Das Schwurgericht am Berliner Landgericht hat den früheren Richter am Volksgerichtshof, Hans-Joachim Rehse, vom Vorwurf des Mordes in sieben Fällen freigesprochen.
Die offizielle Empörung darüber hält sich in Grenzen. Die SPD verfasst eine Protestnote, der Regierende Bürgermeister Klaus Schütz kritisiert das Urteil im Fernsehen. Doch im studentenbewegten Berlin gehen Tausende auf die Straße. Der Autor F. C. Delius war damals unter den Demonstranten.
Es war eine ganz wilde und schräge Mischung, es war eine giftige Atmosphäre, fast ein Bürgerkriegsatmosphäre zwischen den Studenten auf der einen Seite und der großen Mehrheit der Berliner, der politischen Parteien, der Sender, der Zeitungen. Die Luft war voller Aggressionen.

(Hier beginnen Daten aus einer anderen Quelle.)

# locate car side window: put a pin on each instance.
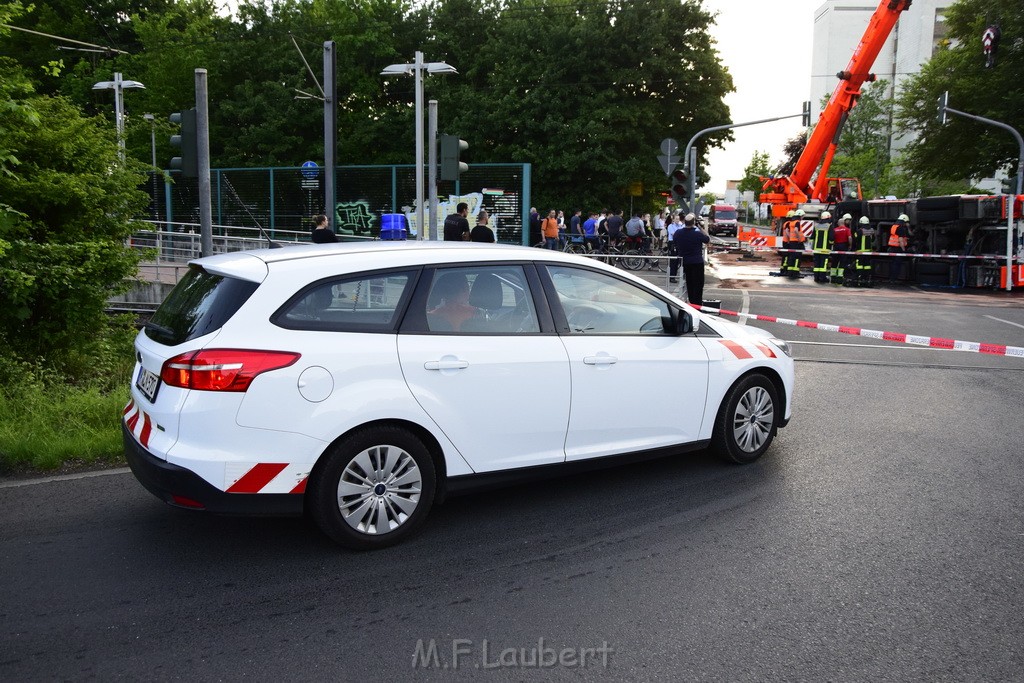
(363, 303)
(596, 303)
(485, 299)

Die Demonstranten regen sich noch ein paar Tage lang über den Nazi-Richter auf, dann schreiben sie sich wieder andere Parolen auf ihre Fahnen. Nicht so F. C. Delius. Für seinen Ich-Erzähler, der starke autobiographische Züge aufweist, wird Rehses Freispruch zur persönlichen Angelegenheit:
Weil die Erzählfigur sich an Rehse so aufregt, dass sie aus einem ganz intuitiven Entschluss heraus sagt: der muss umgebracht werden, der muss dafür büßen: Einer muss mal für etwas büßen! Und das ist dieser Rehse, der den Vater meines besten Freundes zu Tode gebracht hat.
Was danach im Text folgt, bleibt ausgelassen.